Sep 17, 2020 - Sale 2542

Sale 2542 - Lot 205

Price Realized: $ 81,250
?Final Price Realized includes Buyer’s Premium added to Hammer Price
Estimate: $ 50,000 - $ 80,000
ANNA MARY ROBERTSON (GRANDMA) MOSES
Happy Days.

Oil on masonite, 1961. 470x673 mm; 18 1/2x26 1/2 inches. Signed in oil, lower center recto. Titled, dated "March 1961" and numbered "1992" in ink on the Grandma Moses Properties, Inc., New York, copyright label, verso.

Ex-collection Hammer Galleries, New York; sold Sotheby's, New York, April 29, 1978, sale 4116, lot 703; acquired from the above by private collection, Buffalo; thence by descent to current owner, private collection, Buffalo.

Exhibited "150 Anniversary Exhibition," Castellani Art Museum of Niagara University, Lewiston, New York, September-October 2006; "Of Their Time--Hudson River School to Postwar Modernism," Castellani Art Museum of Niagara University, Lewiston, New York, 2018-2019.

Published Otto Kallir, Grandma Moses, 1973, page 324, number 1505 (illustrated).
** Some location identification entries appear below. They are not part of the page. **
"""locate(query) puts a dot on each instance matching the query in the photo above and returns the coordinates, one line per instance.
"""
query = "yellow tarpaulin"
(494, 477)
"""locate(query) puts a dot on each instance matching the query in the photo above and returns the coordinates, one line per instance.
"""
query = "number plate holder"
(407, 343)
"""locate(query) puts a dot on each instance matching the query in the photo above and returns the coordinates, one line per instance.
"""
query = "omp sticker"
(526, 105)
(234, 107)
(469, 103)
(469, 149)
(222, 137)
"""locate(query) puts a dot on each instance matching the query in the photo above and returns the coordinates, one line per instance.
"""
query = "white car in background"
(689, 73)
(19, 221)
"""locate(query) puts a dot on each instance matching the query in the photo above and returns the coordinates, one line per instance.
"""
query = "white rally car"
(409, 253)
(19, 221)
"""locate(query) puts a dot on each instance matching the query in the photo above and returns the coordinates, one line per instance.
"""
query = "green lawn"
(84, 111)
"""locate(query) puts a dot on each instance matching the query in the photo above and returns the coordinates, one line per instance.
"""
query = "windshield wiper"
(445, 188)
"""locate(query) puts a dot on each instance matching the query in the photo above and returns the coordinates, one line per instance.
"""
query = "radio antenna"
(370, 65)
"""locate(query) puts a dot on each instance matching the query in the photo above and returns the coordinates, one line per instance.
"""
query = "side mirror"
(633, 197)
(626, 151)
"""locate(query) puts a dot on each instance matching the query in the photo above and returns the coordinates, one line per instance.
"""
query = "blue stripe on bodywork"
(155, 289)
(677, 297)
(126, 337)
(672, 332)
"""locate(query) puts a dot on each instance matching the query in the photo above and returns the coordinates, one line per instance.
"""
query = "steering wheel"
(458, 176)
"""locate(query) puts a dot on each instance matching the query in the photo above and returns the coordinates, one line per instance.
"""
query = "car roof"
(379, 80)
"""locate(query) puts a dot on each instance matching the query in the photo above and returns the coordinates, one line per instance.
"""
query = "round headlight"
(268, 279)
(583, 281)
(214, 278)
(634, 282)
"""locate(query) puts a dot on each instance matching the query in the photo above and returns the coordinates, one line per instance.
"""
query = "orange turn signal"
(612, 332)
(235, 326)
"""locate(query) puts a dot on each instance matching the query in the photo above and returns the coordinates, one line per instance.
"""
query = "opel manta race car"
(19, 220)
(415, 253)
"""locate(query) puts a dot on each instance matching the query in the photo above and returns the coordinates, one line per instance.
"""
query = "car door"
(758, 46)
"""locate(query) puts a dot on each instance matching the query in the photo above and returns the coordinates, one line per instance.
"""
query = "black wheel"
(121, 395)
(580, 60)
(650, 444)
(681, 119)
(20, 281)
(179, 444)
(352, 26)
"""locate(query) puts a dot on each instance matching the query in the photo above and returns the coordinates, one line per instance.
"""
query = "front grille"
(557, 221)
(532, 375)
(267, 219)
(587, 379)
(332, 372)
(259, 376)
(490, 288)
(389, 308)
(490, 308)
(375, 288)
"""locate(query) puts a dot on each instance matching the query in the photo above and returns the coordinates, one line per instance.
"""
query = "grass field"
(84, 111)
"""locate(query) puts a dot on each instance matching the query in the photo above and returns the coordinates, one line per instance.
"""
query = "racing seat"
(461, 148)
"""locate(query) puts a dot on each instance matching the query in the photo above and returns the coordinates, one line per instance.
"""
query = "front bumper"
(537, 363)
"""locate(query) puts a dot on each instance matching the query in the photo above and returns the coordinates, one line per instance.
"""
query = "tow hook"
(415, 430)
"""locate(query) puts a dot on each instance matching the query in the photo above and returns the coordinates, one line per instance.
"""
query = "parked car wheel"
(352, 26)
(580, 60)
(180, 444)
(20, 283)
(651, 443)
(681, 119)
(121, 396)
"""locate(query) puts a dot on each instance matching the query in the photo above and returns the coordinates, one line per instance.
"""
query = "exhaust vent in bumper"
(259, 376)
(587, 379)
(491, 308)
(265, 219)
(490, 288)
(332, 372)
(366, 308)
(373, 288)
Moses (1860-1961), born Anna Mary Robertson, began painting when she was 78 years old when arthritis prevented her from embroidering her cheerful idyllic farm scenes for friends. She was self-taught and her paintings had the same brightness and two-dimensionality of her needlework. It was not until a New York engineer, Louis J. Caldor happened upon Moses' paintings in 1938 at a small drugstore in Hoosick Falls, New York, that she was urged to become a professional artist. Though Moses and her family were incredulous, her works were included in a show of unknown painters in 1939 at the Museum of Modern Art. These charming, primitive style paintings caught the attention of Otto Kallir, who mounted Moses' first of many solo exhibitions at Galerie St. Etienne, New York in 1940. She gained mass appeal when, in 1946, Christmas cards of her paintings were first issued.

She painted over 1,500 works during her career, which are described as being in a primitive folk art style utilizing a flat one-dimensional space with simple shapes, reflective of needlework compositions. She was known for her depiction of rural life reflecting her upbringing on a farm in upstate New York. This work, one of the last she painted, is characteristically cheerful with a family in the foreground surrounded by chickens on their farm as the hilly landscape recedes in the background.